Friday, July 17, 2009
Anytime we take the kids to the zoo PB accompanies the kids to the reptile pavilion while I wait on a bench. Would you like to know how I react when I see those guys who walk around at fairs with snakes draped around their neck? I gasp, I turn and I flee. If I weren't so freaked out I would pause to advise them that if they'd like to walk a pet they should really get a dog instead.
I can't even look at a picture of a snake without freaking out which should make teaching the kids about reptiles interesting. I wonder if "they're disgusting creatures and ridiculous pets" is too short a lesson? If so, I can add a study of "why it's a public service when Mommy runs over them with her minivan". Because I'm all about a thorough education.

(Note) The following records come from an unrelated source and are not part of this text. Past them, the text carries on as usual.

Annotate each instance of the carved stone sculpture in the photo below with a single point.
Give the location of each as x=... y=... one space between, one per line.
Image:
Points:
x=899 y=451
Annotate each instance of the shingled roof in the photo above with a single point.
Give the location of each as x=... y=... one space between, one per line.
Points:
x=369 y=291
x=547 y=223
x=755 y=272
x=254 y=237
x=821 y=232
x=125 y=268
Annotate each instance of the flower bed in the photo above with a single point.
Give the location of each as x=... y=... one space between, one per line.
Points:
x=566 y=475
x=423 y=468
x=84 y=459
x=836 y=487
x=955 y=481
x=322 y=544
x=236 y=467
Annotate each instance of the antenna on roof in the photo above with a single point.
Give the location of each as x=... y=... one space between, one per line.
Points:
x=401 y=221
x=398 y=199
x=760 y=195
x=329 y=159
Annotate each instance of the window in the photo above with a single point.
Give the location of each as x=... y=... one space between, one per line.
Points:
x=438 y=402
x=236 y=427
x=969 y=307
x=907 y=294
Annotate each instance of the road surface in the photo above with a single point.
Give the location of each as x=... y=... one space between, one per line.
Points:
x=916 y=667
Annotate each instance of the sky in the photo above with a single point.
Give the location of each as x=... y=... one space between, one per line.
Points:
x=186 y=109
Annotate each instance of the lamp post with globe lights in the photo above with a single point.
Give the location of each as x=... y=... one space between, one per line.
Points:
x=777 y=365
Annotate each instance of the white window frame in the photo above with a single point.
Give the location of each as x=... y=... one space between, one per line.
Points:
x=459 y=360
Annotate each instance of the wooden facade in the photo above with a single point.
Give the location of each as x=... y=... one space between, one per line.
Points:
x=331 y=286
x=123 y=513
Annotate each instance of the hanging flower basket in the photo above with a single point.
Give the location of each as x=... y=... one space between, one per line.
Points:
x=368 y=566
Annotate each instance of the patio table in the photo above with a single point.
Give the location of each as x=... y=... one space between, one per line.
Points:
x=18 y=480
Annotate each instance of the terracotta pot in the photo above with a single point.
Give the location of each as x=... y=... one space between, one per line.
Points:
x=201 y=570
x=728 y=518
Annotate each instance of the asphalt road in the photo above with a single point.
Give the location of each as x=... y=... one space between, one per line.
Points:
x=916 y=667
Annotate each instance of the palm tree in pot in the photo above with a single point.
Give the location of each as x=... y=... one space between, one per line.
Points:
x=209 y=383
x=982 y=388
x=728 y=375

The reason for my rant is that many mornings over the past three weeks I have been greeted by pictures of pythons on the front page of the newspaper. Apparently a guy's pet python got loose, crawled into a toddler's crib and killed a poor little girl while she slept. Horrifying. Totally horrifying. And newsworthy. I get that. I know my squeamishness is totally beside the point, but do we really need pictures of snakes on the front page of the newspaper? Above the fold? In color?
Because it's freaking me out.
The tragedy of this little girl's death is forcing local authorities to address our increasing burmese python population. What???? Yes, because apparently people are ordering these snakes over the internet (have they never heard of Netflix??) and after figuring out what an idiotic idea it was they release them into the Everglades (awww). What they don't realize is that those awful things don't stay in the Everglades. They begin to travel NORTH. Which leads me to the picture that greeted me this morning:
The image of a python after it had consumed a 6 ft alligator.
I hope the photo editor enjoyed his breakfast because I most certainly did not enjoy mine.